Twelve more former subpostmasters who were wrongly convicted due to the Post Office's defective Horizon accounting system have had their names cleared by the Court of Appeal.
In April, 39 former subpostmasters who were convicted and even jailed for theft, fraud and false accounting had their names cleared – some after fighting for nearly 20 years.
On Monday, three senior judges overturned the convictions of a further 12 people who were convicted based on evidence from the faulty IT system used by the Post Office from 2000.
Their appeals were unopposed by the Post Office, and the judge said the court would give full reasons in writing at a later date, but that they should be cleared as soon as possible in the circumstances.
At a hearing in March, the court heard subpostmasters’ lives were “irreparably ruined” as they lost their jobs, homes and marriages after they were prosecuted by the Post Office – which knew the Fujitsu-developed IT system had "faults and bugs from the earliest days of its operation".

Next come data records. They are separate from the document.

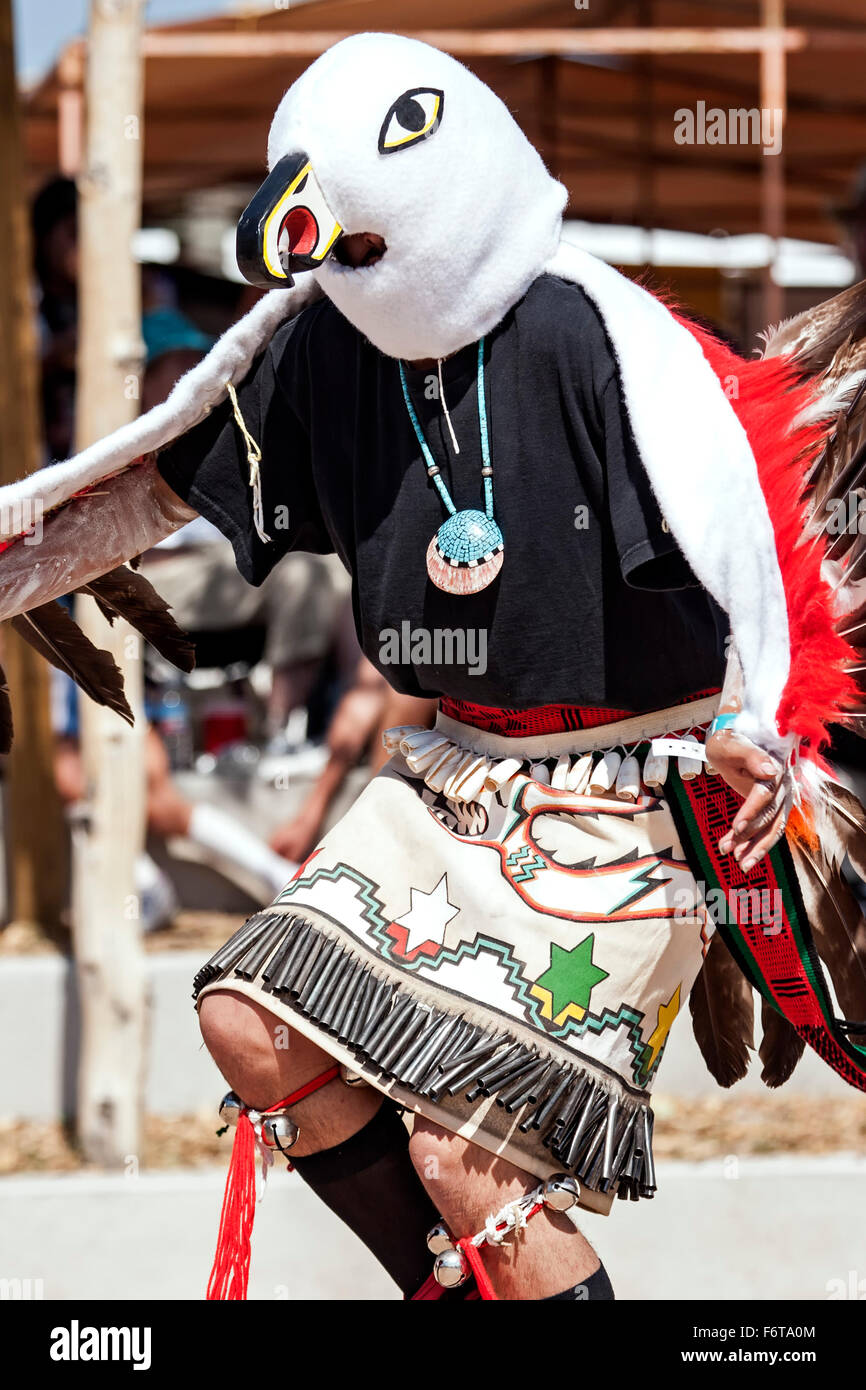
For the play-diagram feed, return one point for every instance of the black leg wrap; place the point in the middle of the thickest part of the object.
(594, 1289)
(370, 1183)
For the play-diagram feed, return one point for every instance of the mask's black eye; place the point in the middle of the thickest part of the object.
(412, 118)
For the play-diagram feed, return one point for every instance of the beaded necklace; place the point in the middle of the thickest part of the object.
(466, 552)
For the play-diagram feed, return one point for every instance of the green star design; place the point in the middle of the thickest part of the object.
(572, 975)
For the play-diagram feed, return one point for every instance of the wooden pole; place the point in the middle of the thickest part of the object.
(110, 830)
(773, 97)
(36, 837)
(503, 43)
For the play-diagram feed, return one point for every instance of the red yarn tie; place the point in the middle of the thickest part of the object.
(231, 1272)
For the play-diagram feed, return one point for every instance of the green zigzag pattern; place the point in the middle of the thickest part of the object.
(572, 1027)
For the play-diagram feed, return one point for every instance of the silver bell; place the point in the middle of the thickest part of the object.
(439, 1239)
(560, 1191)
(451, 1268)
(278, 1130)
(350, 1077)
(231, 1107)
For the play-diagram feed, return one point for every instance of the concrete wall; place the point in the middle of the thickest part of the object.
(39, 1044)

Hundreds of people who ran Post Office branches were convicted of various offences during the period of time the system was being used.
The court is also considering appeals brought by a further 18 subpostmasters on Monday and is likely to issue directions as to how their cases should progress.
Solicitor Neil Hudgell, of Hudgell Solicitors – who represented the 12 cleared on Monday as well as 33 former subpostmasters who have cleared their names so far – said in April: “Each and every subpostmaster walked out of the Royal Courts of Justice and down the steps with their heads held high… completely exonerated and found to be entirely innocent by the courts.
“Now we want to make sure we deliver the same outcome for every other family affected by this. The work goes on.”